SHTRDAVE, thanks also for replying, what size cookshack you own? its looking like i might have to go the route of a dehydrator, GreyStratCat has some positve feedback on the LP unit he owns, ill wait and listen to more responces as theres alot of members here that own different units and setups and have alot more knowledge than i do when it comes to jerky.


----------



## shtrdave (Dec 27, 2011)

I have the smaller smokette had it for about 12 years and still works great, I just learned what I can do in it and I can't. The 80Lmodel will hold about 20 pound of meat. I have a 48" SS gas smoker from cabelas what I use when I do sausage and bologna because I can't get anything like that in the cookshack. I have never tried jerky in my gasser.


----------



## grabber (Dec 27, 2011)

Check out sausagemaker.com.  All his product get great reviews and are used from Alaska to Texas.  Can't hurt.


----------



## mballi3011 (Dec 27, 2011)

I would recommend a smoker and that smoker would be the Smoke Vault 24" you'll love it Now for dehydraters I have one from Gander Mtn and it plastic and works but it works is about all I can say good about it.


----------



## dougmays (Dec 27, 2011)

for  you masterbuilt guys...what do you think about the cheaper model?

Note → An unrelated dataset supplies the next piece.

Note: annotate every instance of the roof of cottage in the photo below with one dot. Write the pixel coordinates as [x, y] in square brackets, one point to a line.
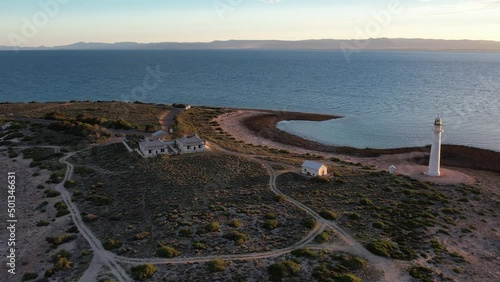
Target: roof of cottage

http://www.acehardwaresuperstore.com/205-smokers/1538.html

i've been making jerky for  awhile now on my WSM but i've contemplated getting one of these for ease of use for jerky?


----------



## bigfoot21075 (Jan 6, 2012)

Another thought - I have a middle of the road Dehydrator that does a TERRIFIC job. I got the 5 tray, it can easily do 5 pounds of meat, it is a quality piece that makes GREAT meat sticks and Jerky

http://www.excaliburdehydrator.com/Dehydrators-37-cat.htm


----------